Determinant-Closed Unification from a Capacity-Constrained Dirac–Λ System: A Record-Admissible Forcing of the Standard Model

This work presents a determinant-closed unification framework derived from a coupled Dirac–Λ system subject to a capacity constraint. The central object is a coupled system consisting of: A twisted Dirac operator defining the matter–geometry carrier, A canonical dissipative generator entering through a Fejér-type spectral determinant, A UV anchor condition and IR tolerance window enforcing a capacity inequality across a finite temperature interval. Within this structure, we define a physically meaningful class of stationary solutions, the record-admissible sector, characterized by: Nontrivial record pinching, Full-channel engagement, Dissipative coercivity (strict irreversibility). From these conditions, we derive: A forced spectral gap in the dissipative generator, An automatic IR dominance bound, A closed cap on the internal load functional, A double-squeeze mechanism excluding all internal packages except one. Under these constraints, the unique feasible internal gauge group and minimal chiral matter content are: SU(3) × SU(2) × U(1) with the standard hypercharge assignment (up to overall sign).
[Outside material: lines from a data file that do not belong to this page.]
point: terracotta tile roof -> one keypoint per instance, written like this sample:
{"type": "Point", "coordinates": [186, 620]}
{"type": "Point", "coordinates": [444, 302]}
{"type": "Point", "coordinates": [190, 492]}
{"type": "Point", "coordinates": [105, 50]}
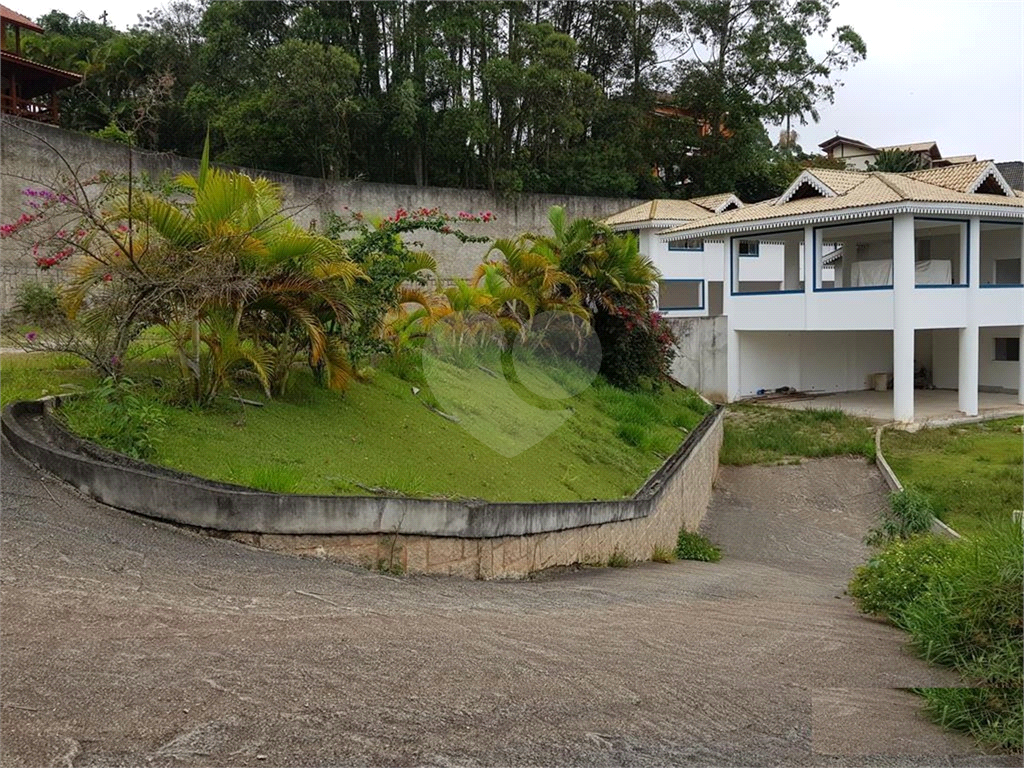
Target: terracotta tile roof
{"type": "Point", "coordinates": [14, 17]}
{"type": "Point", "coordinates": [669, 210]}
{"type": "Point", "coordinates": [860, 189]}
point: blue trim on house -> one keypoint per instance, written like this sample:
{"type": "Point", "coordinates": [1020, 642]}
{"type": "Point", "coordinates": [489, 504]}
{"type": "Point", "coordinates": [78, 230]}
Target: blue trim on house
{"type": "Point", "coordinates": [684, 308]}
{"type": "Point", "coordinates": [814, 252]}
{"type": "Point", "coordinates": [854, 288]}
{"type": "Point", "coordinates": [674, 247]}
{"type": "Point", "coordinates": [768, 293]}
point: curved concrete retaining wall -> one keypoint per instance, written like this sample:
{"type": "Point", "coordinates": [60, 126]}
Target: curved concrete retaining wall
{"type": "Point", "coordinates": [479, 540]}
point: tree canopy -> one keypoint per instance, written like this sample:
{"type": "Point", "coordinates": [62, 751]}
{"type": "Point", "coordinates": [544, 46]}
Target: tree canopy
{"type": "Point", "coordinates": [626, 97]}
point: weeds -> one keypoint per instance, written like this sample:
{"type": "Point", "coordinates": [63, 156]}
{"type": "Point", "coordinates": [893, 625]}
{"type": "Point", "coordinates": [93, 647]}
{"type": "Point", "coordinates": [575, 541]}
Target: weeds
{"type": "Point", "coordinates": [660, 554]}
{"type": "Point", "coordinates": [961, 601]}
{"type": "Point", "coordinates": [909, 513]}
{"type": "Point", "coordinates": [692, 546]}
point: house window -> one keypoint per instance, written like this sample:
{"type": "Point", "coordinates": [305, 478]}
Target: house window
{"type": "Point", "coordinates": [1008, 271]}
{"type": "Point", "coordinates": [680, 294]}
{"type": "Point", "coordinates": [686, 245]}
{"type": "Point", "coordinates": [1008, 348]}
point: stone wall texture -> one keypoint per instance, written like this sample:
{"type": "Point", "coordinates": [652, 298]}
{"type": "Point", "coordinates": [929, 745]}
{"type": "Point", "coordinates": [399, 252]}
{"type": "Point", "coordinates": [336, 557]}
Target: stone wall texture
{"type": "Point", "coordinates": [31, 156]}
{"type": "Point", "coordinates": [416, 536]}
{"type": "Point", "coordinates": [682, 502]}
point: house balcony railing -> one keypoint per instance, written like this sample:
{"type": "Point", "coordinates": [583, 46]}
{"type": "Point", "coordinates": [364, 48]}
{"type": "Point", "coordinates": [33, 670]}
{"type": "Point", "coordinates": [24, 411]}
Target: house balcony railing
{"type": "Point", "coordinates": [25, 108]}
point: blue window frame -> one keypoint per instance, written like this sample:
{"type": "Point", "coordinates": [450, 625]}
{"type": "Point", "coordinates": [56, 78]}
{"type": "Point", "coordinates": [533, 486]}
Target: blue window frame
{"type": "Point", "coordinates": [690, 288]}
{"type": "Point", "coordinates": [686, 245]}
{"type": "Point", "coordinates": [749, 248]}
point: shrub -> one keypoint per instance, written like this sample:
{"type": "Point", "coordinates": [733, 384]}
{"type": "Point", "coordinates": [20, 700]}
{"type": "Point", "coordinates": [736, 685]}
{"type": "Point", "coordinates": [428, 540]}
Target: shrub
{"type": "Point", "coordinates": [961, 601]}
{"type": "Point", "coordinates": [691, 546]}
{"type": "Point", "coordinates": [909, 513]}
{"type": "Point", "coordinates": [117, 415]}
{"type": "Point", "coordinates": [899, 574]}
{"type": "Point", "coordinates": [637, 346]}
{"type": "Point", "coordinates": [38, 303]}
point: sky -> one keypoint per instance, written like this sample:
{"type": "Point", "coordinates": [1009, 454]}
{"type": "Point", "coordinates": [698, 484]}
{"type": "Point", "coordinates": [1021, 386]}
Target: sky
{"type": "Point", "coordinates": [944, 71]}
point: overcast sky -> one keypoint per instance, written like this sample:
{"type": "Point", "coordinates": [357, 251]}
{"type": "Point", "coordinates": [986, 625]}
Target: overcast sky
{"type": "Point", "coordinates": [948, 71]}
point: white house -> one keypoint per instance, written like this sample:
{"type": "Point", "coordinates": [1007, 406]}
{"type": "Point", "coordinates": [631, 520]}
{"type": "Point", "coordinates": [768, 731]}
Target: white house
{"type": "Point", "coordinates": [925, 275]}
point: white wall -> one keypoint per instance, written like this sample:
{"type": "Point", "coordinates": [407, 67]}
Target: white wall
{"type": "Point", "coordinates": [993, 373]}
{"type": "Point", "coordinates": [812, 360]}
{"type": "Point", "coordinates": [700, 356]}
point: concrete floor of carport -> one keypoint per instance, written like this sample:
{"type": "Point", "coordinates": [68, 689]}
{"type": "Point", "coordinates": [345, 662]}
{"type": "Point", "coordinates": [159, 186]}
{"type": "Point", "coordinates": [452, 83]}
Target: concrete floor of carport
{"type": "Point", "coordinates": [932, 408]}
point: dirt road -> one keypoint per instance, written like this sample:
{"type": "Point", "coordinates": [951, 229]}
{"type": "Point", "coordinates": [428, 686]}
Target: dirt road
{"type": "Point", "coordinates": [128, 642]}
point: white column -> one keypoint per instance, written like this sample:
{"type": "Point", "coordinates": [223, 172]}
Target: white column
{"type": "Point", "coordinates": [903, 280]}
{"type": "Point", "coordinates": [791, 265]}
{"type": "Point", "coordinates": [1020, 369]}
{"type": "Point", "coordinates": [810, 267]}
{"type": "Point", "coordinates": [967, 384]}
{"type": "Point", "coordinates": [732, 364]}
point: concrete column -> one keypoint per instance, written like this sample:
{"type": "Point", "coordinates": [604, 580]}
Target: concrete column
{"type": "Point", "coordinates": [967, 384]}
{"type": "Point", "coordinates": [1020, 371]}
{"type": "Point", "coordinates": [732, 364]}
{"type": "Point", "coordinates": [791, 265]}
{"type": "Point", "coordinates": [810, 267]}
{"type": "Point", "coordinates": [903, 297]}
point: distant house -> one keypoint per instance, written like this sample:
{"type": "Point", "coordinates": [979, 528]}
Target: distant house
{"type": "Point", "coordinates": [858, 156]}
{"type": "Point", "coordinates": [847, 278]}
{"type": "Point", "coordinates": [28, 89]}
{"type": "Point", "coordinates": [1013, 172]}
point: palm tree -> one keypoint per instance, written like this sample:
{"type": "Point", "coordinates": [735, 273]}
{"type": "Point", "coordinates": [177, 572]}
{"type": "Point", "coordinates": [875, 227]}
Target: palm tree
{"type": "Point", "coordinates": [233, 280]}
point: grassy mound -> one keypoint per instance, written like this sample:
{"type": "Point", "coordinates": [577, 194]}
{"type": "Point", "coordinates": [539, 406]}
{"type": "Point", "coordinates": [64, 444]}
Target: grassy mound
{"type": "Point", "coordinates": [381, 436]}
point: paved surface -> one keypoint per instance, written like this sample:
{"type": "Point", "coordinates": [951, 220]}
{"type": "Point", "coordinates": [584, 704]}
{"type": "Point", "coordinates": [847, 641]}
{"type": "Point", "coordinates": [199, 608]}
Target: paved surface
{"type": "Point", "coordinates": [128, 642]}
{"type": "Point", "coordinates": [933, 408]}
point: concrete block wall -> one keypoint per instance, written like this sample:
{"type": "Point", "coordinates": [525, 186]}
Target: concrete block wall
{"type": "Point", "coordinates": [28, 161]}
{"type": "Point", "coordinates": [682, 503]}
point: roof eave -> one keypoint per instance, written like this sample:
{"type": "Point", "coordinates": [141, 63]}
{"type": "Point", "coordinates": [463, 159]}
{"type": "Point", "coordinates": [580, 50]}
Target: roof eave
{"type": "Point", "coordinates": [863, 212]}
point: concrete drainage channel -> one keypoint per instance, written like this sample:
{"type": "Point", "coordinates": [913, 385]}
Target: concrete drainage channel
{"type": "Point", "coordinates": [477, 540]}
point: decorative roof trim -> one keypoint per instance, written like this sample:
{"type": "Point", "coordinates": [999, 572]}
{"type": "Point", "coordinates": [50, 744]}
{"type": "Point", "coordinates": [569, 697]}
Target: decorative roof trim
{"type": "Point", "coordinates": [806, 177]}
{"type": "Point", "coordinates": [866, 212]}
{"type": "Point", "coordinates": [990, 171]}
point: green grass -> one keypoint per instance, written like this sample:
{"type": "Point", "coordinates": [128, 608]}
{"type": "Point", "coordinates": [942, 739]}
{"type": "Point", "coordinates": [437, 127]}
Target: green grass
{"type": "Point", "coordinates": [691, 546]}
{"type": "Point", "coordinates": [29, 376]}
{"type": "Point", "coordinates": [757, 434]}
{"type": "Point", "coordinates": [380, 437]}
{"type": "Point", "coordinates": [961, 603]}
{"type": "Point", "coordinates": [972, 474]}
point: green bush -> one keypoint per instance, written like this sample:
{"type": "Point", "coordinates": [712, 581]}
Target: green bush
{"type": "Point", "coordinates": [38, 303]}
{"type": "Point", "coordinates": [119, 416]}
{"type": "Point", "coordinates": [909, 513]}
{"type": "Point", "coordinates": [899, 574]}
{"type": "Point", "coordinates": [692, 546]}
{"type": "Point", "coordinates": [961, 601]}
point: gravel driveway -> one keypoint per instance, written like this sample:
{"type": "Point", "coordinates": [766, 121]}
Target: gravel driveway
{"type": "Point", "coordinates": [129, 642]}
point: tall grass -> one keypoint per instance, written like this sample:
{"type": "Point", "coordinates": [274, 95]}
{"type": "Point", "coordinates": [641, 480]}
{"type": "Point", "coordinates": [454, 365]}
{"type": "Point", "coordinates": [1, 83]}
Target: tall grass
{"type": "Point", "coordinates": [758, 434]}
{"type": "Point", "coordinates": [962, 603]}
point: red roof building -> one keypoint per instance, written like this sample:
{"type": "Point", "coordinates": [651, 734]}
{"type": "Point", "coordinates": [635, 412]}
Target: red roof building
{"type": "Point", "coordinates": [28, 89]}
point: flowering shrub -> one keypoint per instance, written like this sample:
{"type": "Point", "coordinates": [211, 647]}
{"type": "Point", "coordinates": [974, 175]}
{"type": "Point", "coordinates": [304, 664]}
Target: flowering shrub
{"type": "Point", "coordinates": [637, 346]}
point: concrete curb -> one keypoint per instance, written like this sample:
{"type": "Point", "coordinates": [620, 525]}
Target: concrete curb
{"type": "Point", "coordinates": [896, 486]}
{"type": "Point", "coordinates": [162, 494]}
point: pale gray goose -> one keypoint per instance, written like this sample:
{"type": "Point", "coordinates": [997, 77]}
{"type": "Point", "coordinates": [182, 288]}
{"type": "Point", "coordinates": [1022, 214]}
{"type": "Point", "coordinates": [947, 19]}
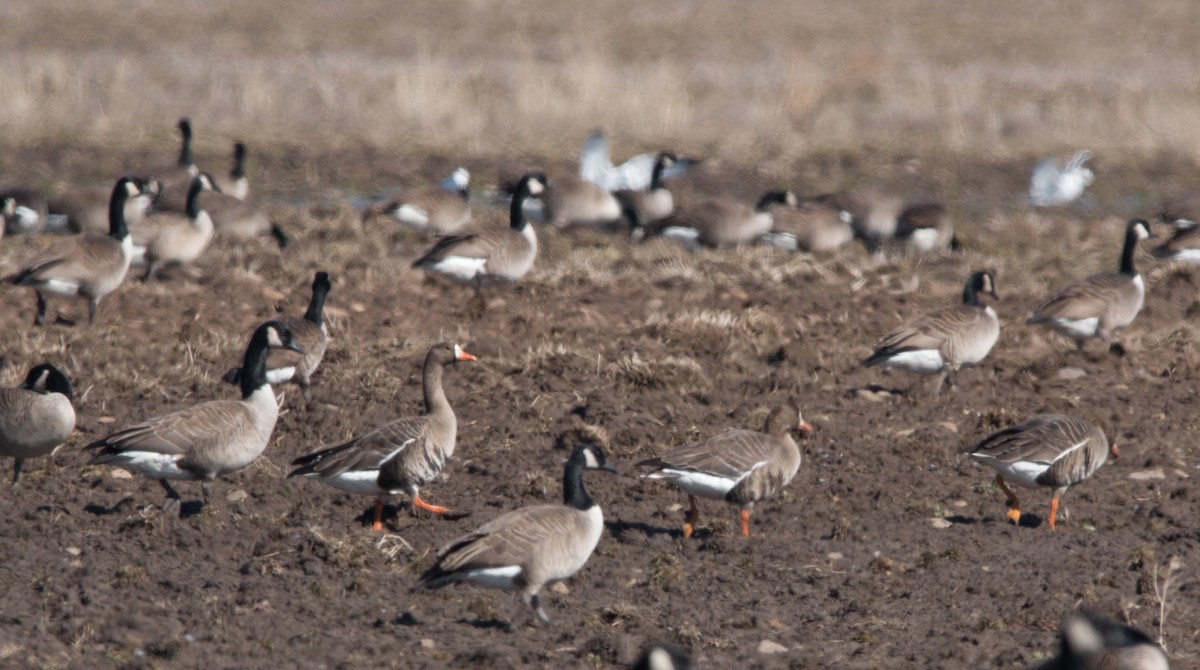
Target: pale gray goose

The derivation does not assume cap-gap separation, spectral gap, or anomaly cancellation independently; these emerge within the record-admissible stationary class. The result is therefore unconditional within the physically admissible irreversibility sector of the coupled Dirac–Λ framework. This provides a determinant-based forcing architecture for Standard Model unification from first principles at operator level.